A quick word on the “YouGottaBeKiddingMe” portion of Providence Journal columnist Edward Fitzpatrick’s “Fitz Hits” notes, today. He writes:
A group of top constitutional law scholars, organized by the American Constitution Society for Law and Policy, said the Senate’s “advice and consent” duties contain no exception for election years.
One needn’t be a lawyer from a left-wing activist group that exists solely for the purpose of “countering the activist conservative legal movement” to read the Constitution. That document — the starting point for our laws, which no code, regulation, or legal ruling can contradict — puts the appointment of Supreme Court justices in Article II, pertaining to the presidency, not in Article I, pertaining to Congress.
In keeping with that placement, it makes perfect sense that there would be “no exception for election years” on the Senate’s authority to approve of the president’s nominations.

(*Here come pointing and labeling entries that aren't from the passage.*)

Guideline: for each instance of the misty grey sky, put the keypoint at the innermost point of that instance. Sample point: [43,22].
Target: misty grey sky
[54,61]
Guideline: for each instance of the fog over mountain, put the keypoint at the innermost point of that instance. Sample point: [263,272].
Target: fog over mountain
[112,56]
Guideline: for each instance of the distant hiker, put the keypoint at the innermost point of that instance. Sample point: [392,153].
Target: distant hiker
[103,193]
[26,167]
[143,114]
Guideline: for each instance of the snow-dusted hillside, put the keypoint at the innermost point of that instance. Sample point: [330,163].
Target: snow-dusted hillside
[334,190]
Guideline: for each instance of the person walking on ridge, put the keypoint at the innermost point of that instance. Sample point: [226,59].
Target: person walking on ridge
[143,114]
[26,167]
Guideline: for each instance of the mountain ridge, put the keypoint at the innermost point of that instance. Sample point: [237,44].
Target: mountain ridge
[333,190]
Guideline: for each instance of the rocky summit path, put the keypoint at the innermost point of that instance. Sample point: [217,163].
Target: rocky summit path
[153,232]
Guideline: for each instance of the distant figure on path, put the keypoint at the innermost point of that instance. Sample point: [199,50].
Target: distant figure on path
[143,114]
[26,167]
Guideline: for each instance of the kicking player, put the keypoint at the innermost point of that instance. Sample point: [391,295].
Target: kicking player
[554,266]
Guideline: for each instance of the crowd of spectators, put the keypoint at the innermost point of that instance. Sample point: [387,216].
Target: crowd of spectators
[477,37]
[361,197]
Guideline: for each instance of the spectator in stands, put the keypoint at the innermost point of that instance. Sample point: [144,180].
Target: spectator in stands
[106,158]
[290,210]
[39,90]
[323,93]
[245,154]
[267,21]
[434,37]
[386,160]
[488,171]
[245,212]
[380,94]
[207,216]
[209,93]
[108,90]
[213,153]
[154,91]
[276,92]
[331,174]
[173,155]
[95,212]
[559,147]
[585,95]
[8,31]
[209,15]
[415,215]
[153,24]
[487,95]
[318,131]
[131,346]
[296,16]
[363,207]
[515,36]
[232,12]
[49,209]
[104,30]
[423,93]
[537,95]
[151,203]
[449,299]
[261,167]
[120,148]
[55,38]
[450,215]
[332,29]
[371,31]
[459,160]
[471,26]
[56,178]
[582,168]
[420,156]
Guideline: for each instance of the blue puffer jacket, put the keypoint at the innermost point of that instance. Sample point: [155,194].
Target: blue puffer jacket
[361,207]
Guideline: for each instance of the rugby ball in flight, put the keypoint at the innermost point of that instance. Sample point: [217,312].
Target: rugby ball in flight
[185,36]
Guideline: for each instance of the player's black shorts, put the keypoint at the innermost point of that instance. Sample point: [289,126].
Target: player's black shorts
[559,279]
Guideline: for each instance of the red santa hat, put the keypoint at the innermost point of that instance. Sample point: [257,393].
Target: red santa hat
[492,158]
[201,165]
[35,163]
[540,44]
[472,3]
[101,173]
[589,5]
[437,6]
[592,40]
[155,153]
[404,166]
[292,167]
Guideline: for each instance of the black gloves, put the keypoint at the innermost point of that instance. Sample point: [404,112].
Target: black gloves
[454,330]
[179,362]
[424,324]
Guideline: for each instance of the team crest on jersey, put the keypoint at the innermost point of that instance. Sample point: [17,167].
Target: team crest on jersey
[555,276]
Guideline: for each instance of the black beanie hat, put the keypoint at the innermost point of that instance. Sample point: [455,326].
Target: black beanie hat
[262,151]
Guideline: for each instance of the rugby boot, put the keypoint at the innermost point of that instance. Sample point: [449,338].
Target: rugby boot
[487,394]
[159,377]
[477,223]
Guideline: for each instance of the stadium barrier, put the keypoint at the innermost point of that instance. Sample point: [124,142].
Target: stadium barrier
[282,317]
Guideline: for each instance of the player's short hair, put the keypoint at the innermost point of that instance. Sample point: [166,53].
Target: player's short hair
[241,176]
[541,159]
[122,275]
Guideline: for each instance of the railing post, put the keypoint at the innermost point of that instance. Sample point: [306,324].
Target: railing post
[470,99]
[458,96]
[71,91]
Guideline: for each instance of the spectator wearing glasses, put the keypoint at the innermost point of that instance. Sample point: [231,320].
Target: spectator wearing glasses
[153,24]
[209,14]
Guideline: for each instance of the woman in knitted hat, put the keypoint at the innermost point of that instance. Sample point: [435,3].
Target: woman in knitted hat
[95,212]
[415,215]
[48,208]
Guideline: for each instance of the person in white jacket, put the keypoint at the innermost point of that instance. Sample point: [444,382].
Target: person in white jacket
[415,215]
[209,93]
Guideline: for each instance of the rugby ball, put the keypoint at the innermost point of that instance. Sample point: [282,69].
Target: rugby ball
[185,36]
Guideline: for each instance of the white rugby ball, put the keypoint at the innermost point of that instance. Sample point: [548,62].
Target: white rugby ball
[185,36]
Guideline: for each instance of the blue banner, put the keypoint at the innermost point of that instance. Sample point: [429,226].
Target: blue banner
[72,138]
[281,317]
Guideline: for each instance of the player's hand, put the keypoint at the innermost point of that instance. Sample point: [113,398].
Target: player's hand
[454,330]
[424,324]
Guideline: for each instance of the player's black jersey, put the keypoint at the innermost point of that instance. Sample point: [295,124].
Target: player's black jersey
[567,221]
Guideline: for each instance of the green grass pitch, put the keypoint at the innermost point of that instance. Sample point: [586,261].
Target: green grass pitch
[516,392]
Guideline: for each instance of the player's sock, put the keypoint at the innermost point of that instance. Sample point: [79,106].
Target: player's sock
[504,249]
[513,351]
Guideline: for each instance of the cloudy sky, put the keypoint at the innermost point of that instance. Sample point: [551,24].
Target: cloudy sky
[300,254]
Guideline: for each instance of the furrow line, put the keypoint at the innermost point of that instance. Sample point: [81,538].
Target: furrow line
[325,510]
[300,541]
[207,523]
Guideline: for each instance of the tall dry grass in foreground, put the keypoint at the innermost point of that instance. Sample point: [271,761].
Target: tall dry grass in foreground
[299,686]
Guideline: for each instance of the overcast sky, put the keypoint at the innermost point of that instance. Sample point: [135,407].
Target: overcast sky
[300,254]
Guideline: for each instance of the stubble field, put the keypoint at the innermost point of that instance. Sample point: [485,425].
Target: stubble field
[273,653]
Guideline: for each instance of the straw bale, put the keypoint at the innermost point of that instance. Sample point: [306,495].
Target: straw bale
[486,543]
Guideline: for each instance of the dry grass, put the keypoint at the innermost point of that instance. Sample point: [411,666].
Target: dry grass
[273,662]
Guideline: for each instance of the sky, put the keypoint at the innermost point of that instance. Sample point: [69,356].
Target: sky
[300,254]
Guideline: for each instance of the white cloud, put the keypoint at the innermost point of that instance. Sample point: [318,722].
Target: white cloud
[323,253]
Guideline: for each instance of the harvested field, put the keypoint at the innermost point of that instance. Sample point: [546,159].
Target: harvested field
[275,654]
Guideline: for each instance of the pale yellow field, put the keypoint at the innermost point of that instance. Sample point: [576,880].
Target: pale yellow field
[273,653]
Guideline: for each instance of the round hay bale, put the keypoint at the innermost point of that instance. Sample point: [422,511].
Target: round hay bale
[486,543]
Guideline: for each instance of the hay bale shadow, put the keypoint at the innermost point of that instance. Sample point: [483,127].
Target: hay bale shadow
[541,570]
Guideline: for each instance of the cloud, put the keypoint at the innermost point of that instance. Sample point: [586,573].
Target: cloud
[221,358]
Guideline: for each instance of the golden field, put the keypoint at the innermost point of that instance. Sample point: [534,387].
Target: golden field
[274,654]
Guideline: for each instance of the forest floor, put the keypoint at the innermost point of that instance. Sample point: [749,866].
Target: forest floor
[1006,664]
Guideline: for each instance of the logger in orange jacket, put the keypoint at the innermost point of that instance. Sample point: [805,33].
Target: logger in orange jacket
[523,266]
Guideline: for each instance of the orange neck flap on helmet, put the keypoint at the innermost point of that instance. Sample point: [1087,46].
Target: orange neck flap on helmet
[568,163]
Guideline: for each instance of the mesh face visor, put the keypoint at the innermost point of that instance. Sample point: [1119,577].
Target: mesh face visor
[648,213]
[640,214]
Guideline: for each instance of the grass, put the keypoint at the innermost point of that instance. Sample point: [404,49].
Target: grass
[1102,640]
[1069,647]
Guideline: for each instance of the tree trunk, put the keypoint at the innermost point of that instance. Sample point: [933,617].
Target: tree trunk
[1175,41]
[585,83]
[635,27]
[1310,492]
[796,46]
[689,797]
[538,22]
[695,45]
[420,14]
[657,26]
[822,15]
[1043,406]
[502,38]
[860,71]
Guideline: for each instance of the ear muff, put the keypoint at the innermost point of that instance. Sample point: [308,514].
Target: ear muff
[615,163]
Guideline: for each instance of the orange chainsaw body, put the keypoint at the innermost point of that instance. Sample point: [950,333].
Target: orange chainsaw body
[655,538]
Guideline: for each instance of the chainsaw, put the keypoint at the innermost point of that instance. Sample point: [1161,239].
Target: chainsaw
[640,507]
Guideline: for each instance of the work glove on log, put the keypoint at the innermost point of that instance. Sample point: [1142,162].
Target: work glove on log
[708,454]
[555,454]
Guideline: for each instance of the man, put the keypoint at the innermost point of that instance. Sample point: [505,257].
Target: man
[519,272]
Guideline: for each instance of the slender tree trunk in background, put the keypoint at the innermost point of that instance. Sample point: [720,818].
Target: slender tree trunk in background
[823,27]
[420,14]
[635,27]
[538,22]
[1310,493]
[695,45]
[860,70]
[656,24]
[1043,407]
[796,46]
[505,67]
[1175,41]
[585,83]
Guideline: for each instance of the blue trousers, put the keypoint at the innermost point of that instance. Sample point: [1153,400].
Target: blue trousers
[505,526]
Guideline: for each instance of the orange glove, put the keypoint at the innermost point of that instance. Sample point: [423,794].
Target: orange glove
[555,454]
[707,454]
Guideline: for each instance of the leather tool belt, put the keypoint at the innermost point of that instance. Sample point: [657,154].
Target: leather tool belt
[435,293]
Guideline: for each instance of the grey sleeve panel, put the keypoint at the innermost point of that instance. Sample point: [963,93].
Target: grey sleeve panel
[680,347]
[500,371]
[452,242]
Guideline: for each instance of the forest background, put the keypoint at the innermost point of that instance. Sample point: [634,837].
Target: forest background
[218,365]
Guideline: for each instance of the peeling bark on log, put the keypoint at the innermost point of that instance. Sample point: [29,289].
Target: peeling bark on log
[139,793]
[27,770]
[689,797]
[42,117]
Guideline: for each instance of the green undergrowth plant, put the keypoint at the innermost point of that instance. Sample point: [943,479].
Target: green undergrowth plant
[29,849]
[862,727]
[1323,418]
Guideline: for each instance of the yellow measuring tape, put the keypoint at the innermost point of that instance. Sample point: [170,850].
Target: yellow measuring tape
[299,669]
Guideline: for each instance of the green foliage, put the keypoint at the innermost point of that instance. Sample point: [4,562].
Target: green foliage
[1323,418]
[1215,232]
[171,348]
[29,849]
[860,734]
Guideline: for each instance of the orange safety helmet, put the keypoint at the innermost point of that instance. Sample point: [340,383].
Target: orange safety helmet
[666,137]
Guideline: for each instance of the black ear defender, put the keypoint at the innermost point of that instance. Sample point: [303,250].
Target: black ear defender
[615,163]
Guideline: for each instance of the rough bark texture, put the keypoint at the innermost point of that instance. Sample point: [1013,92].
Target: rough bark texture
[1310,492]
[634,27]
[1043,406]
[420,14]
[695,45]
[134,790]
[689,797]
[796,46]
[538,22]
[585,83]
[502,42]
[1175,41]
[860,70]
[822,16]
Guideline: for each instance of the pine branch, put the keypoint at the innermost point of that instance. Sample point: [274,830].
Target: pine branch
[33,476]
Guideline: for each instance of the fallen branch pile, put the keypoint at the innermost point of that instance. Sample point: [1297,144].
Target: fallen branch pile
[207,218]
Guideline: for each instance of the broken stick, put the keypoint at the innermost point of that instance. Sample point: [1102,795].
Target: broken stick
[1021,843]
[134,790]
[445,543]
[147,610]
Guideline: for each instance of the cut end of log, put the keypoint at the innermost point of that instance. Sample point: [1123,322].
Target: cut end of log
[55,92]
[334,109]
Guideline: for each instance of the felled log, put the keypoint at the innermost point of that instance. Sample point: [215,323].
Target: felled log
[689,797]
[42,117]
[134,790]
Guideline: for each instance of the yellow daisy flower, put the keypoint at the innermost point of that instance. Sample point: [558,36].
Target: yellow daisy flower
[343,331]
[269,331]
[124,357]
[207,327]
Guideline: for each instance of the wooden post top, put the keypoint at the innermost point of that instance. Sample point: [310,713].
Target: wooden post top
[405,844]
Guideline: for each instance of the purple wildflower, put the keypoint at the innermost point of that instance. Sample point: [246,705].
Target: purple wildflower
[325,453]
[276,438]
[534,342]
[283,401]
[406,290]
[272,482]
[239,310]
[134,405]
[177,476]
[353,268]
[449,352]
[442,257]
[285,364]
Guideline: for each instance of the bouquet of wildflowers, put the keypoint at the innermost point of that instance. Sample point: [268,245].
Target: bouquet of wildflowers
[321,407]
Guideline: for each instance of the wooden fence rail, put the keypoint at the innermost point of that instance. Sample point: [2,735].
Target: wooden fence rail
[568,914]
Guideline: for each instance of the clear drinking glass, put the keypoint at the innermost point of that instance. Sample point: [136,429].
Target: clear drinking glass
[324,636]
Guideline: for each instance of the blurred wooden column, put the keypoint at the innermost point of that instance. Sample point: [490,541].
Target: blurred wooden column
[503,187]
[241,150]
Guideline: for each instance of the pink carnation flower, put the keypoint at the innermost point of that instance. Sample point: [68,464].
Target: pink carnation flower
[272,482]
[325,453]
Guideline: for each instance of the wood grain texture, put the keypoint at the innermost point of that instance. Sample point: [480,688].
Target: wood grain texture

There are no imposed responsibilities on the Senate from which exceptions would be needed. Simple as that.
Rather, the Senate’s involvement is a restriction on the president. The president cannot appoint Supreme Court justices without considering the Senate’s advice and earning its consent. President Barack Obama has done nothing to earn the Senate’s consent and has done quite a bit to advise the body against giving his presidency that significant of a reach into the future.
Even a mildly objective commentary from those to the left of political center should acknowledge that Obama has done himself no favors with the Republican Senate over the past seven years and argue why the Senate should ignore that history for this particular reason. To the extent that they just assert that the Senate has a duty to review the president’s picks (particularly insinuating a presumption of approval), readers can reasonably infer that their motives are partisan or ideological.